Raleigh, N.C. – An overwhelming majority of North Carolina voters oppose using tax dollars to fund political campaigns of state candidates, according to a new poll released today by the Civitas Institute.
According to the live caller poll of 600 likely voters, 76 percent of voters said they oppose using tax dollars to finance the campaigns of candidates for State Treasurer, Agriculture Commissioner and other state offices. Sixteen percent of voters said they support it, and 8 percent said they are not sure.
“North Carolina is in the midst of its most dire financial crisis since the Great Depression,” said Civitas Institute Senior Legislative Analyst Chris Hayes. “Voters have made it very clear that the last thing they want is for taxes to be raised in order to finance the campaigns of office-seekers.”
Opposition to the proposal remains a bipartisan issue among North Carolina voters as Republicans oppose it by a 78 percent-17 percent margin. Seventy-eight percent of Democratic voters also oppose the measure with just 14 percent in support. Among unaffiliated voters, the margin of opposition is 71 percent-19 percent.
“Once again we see an issue where the leadership of the General Assembly is out of touch with the opinions of a vast majority of North Carolina voters,” added Hayes.
Public financing laws allow for candidates to use taxpayer funds to support their campaigns. Several states already have such legislation in place, with either direct public financing to candidates or minimal financing through taxpayer contributions found on tax returns. North Carolina lawmakers and campaign reform advocates have been trying to expand the list of state offices eligible for public financing since 2007.
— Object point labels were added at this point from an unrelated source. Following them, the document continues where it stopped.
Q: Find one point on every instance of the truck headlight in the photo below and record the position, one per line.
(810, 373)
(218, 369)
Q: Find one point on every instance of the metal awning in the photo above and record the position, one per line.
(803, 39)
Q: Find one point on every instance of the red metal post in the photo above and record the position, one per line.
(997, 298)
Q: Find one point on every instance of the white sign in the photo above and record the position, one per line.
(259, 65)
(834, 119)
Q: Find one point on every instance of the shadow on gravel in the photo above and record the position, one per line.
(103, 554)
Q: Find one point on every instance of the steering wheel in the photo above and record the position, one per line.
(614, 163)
The Civitas Poll is the only monthly live-caller poll of critical issues facing North Carolina. For more information on Civitas polling see www.nccivitas.org/media/poll-results/.
Full text of question:
Do you support or oppose using tax dollars to finance the campaigns of candidates for State Treasurer, Agriculture Commissioner and other state offices?
Strongly support – 7%
Somewhat support – 9%
Somewhat oppose – 13%
Strongly oppose – 63%
Not sure – 8%
SUPPORT – 16%
OPPOSE – 76%
Click here for full results and crosstabs.
This poll of 600 likely general election voters in North Carolina was conducted July 19-21, 2010 by Tel Opinion Research of Alexandria, Virginia. All respondents were part of a fully representative sample of registered voters in North Carolina. For purposes of this study, voters we interviewed had to have voted in either the 2004, 2006 or 2008 general elections or were newly registered voters since 2008.
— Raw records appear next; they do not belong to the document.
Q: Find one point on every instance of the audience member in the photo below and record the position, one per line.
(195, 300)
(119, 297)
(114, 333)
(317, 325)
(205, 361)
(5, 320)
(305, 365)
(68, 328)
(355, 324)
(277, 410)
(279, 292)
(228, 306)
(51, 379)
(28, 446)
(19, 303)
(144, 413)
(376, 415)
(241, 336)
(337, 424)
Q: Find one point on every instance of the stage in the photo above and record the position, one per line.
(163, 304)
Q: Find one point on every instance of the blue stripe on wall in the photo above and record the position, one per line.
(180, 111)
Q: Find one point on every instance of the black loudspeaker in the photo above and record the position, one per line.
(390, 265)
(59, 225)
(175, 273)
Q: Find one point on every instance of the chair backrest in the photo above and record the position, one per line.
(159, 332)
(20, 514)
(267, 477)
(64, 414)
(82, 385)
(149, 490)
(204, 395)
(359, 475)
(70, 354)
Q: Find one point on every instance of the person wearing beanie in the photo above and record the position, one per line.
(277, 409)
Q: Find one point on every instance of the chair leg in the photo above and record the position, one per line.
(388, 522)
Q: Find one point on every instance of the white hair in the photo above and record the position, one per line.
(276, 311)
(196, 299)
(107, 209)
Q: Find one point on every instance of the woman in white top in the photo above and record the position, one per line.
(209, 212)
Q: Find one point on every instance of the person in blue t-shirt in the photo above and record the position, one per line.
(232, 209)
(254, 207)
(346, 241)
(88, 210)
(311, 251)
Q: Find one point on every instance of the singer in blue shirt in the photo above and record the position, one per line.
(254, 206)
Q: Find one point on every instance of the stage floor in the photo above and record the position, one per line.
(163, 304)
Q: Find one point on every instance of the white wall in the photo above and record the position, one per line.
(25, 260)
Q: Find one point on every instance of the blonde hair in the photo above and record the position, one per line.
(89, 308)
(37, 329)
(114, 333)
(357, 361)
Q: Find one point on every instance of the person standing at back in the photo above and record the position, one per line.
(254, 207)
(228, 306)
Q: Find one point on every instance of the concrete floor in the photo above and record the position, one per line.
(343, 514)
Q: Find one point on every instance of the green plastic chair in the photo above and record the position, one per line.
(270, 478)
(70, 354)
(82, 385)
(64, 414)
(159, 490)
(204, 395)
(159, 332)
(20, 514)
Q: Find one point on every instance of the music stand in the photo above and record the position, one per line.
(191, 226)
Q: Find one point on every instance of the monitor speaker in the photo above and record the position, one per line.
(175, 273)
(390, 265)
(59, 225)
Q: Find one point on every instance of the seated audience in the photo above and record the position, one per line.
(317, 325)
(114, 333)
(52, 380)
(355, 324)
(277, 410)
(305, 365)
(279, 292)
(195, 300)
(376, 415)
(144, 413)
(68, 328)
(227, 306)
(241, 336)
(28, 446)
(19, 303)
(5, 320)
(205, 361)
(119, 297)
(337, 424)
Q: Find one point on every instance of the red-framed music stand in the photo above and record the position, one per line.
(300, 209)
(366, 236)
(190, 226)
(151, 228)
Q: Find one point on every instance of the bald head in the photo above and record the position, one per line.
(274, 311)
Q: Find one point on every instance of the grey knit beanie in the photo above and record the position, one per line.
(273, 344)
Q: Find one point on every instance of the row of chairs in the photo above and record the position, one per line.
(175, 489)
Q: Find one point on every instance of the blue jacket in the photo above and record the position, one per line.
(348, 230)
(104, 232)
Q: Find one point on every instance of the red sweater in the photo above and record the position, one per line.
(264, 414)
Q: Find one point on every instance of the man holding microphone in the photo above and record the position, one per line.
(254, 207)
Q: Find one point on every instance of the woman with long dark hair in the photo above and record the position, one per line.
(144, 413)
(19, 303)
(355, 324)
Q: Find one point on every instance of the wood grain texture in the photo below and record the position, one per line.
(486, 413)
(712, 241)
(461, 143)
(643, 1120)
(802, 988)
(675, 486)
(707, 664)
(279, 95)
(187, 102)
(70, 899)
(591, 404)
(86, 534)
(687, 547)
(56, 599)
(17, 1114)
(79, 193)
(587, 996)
The confidence interval associated with a sample of this size is such that: 95 percent of the time, results from 600 interviews (registered voters) will be within +-4% of the “True Values.” True Values refer to the results obtained if it were possible to interview every person in North Carolina who had voted in either the 2004, 2006 or 2008 general elections or were newly registered voters since 2008.